RLF Recap: ReThink Health Director Kate Hilton '99

This ongoing series explores sessions of the Rockefeller Leadership Fellows (RLF) program. RLF provides fellows with resources in leadership theories and practical skills. Selected their Junior Spring, these Seniors take part in the workshops, dinner discussions, and team-building exercises as they gain a better understanding of the qualities and responsibilities necessary for leaders and successful leadership styles.

The Rockefeller Leadership Fellows had a great session on February 12th with Kate Hilton '99, a Director at ReThink Health and an expert in issues such as designing organizing efforts, teaching leadership skills, and strategizing with multi-stakeholder teams to take collective action. After graduating from Dartmouth in 1999, she worked with various groups and organizations, discovering the importance of leadership and team dynamics along the way. Hilton's session focused on these lessons she had learned and specifically the importance of emergent and distributive leadership.

ReThink Health Director Kate Hilton '99 leads a discussion on leadership and teams at a recent session. Photo by Malika Khurana '15.

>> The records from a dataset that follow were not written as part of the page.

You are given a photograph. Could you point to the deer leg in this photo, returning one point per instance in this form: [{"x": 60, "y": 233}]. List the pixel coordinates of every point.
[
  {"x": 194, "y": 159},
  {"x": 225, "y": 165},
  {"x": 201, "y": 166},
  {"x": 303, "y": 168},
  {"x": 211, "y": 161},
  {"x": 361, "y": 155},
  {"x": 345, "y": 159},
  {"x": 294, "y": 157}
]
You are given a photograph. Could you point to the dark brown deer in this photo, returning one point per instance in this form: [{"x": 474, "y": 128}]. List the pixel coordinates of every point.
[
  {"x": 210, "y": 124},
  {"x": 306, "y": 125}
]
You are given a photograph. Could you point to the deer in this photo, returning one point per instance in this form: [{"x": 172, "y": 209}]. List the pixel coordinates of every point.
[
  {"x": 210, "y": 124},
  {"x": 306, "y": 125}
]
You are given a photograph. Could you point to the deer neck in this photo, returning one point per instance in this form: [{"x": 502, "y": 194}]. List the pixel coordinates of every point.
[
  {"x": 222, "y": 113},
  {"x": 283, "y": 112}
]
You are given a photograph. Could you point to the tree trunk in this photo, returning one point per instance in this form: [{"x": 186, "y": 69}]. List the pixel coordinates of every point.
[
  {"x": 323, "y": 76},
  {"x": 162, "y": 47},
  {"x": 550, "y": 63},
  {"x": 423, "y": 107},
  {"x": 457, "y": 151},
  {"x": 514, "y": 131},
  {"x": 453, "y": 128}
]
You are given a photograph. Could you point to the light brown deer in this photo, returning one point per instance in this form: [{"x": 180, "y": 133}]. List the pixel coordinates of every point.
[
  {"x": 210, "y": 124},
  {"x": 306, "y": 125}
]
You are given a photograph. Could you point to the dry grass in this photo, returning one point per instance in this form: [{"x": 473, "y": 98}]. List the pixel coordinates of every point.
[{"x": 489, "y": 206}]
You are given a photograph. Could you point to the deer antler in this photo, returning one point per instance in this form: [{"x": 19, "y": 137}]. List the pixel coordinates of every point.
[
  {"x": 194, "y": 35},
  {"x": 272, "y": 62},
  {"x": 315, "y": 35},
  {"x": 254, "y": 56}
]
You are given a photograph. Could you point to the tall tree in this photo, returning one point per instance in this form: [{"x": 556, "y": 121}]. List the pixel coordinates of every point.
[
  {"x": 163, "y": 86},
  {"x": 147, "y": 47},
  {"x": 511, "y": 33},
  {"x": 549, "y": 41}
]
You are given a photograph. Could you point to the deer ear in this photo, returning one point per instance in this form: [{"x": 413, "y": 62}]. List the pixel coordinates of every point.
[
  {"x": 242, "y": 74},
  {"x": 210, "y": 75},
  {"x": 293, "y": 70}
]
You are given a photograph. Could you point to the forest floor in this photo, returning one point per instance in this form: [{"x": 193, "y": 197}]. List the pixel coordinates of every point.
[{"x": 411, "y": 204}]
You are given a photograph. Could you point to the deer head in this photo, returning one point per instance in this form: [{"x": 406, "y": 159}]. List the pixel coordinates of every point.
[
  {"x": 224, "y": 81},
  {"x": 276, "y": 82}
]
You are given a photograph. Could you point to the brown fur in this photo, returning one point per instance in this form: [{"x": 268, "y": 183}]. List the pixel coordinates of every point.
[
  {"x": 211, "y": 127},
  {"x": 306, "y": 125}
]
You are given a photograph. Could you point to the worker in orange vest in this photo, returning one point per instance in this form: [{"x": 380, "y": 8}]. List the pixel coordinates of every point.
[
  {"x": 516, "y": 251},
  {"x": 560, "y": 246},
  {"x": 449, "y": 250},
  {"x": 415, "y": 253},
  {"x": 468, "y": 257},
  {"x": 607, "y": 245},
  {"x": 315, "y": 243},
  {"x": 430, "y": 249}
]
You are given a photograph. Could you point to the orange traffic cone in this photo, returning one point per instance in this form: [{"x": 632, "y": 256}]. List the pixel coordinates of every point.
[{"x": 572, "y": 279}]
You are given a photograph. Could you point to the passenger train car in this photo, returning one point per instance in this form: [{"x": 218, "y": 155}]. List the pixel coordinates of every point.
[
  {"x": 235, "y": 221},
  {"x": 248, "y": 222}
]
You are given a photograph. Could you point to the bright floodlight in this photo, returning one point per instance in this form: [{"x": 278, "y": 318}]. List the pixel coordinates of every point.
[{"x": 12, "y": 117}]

We began the session in a reflective manner, taking time to think about the values for which we would want to be remembered as leaders. Hilton shared with us a particularly memorable commencement speech for her and explained that understanding our values and why we hold them was a crucial first step to effective leadership. Fellows then considered what power we had to effectuate change, both at Dartmouth and after we graduated. This discussion brought forth the importance of creating networks, identifying stakeholders in our shared goals, and finding others to work with.

Rockefeller Leadership Fellows discuss leadership theories at a recent session with Kate Hilton '99. Photo by Malika Khurana '15.

Hilton then turned to a more theoretical discussion of leadership, discussing the importance of distributed leadership. She pointed out the power of snowflake-structures in leadership, or the ability to work with interdependent connections to achieve aims by keeping everyone involved and excited. More discussion followed about our own experiences with leading teams, and the Fellows were pushed to think about how having the right structure for a team could improve outcomes and the achieving of core values. Lastly, Hilton provided a set of metrics upon which to judge teams of which we were a part. She encouraged us to reflect seriously and identify weaknesses and areas for improvement, particularly in areas such as gathering the right team, fostering a shared purpose, and creating a leadership structure that allowed everyone to work to their potential.

The session concluded with a reflection on how these ideas of leadership had made the Fellows feel about their leadership both at Dartmouth and afterward. In hearing words such as "excited" and "hopeful," it became clear that the session had been influential not only in identifying theories of leadership but in motivating us Fellows into actualizing our visions for value-based leadership.